It is becoming increasingly likely that you will need to consider inheritance tax in your overall financial planning. We are able to work with your financial advisor to inform you of the current rules regarding inheritance tax, to optimise the possibilities open to you and to ensure that the legal paperwork produced meets your requirements.
Certain financial products can assist in removing capital from your estate whilst providing you with an income. These products can form part of the overall inheritance tax planning strategy for you and your family and include investing in companies which qualify for business property relief and discounted gift trusts.
A discounted gift trust is designed for people who do not need access to their capital and wish to retain the right to draw a regular income. Once set up if allows a percentage of cash to be outside your estate and not liable to inheritance tax on your death. The percentage will depend on your age, sex and health as well as the size of the capital withdrawals. The balance will become fully exempt from inheritance tax once you have survived a further seven years from the date of the gift.

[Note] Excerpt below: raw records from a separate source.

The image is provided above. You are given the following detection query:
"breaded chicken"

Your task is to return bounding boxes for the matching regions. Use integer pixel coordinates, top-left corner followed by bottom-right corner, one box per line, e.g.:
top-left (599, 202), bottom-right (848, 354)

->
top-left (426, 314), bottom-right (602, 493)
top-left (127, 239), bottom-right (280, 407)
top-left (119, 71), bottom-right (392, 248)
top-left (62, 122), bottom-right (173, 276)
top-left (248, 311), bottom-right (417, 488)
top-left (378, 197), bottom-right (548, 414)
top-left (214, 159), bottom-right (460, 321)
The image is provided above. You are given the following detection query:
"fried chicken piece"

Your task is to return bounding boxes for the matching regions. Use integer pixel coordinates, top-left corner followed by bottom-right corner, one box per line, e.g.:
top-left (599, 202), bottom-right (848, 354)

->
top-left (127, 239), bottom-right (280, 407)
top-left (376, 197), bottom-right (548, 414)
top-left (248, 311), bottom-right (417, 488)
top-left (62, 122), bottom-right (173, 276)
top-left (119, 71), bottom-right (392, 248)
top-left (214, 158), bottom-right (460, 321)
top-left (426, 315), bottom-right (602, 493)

Life assurance may help those you leave behind to pay the inheritance tax, although life assurance cannot negate the tax due. This type of policy will pay out the cash to pay the tax as soon as it is due. Not only does this save your family from the financial worry and stress of having to find the money themselves it also enables probate (which can take some time) not to be further delayed.
It is, however, important to ensure that the insurance policy is written into trust otherwise the policy proceeds may be counted towards the value of your estate. Our experts can assist you with drafting the appropriate trust documentation and advising you of its suitability.
Working with you and your family we will advise on:
- All aspects of life assurance trusts
- All aspects of discounted gift trusts
- Maximising business property relief by investing in the alternative investment market.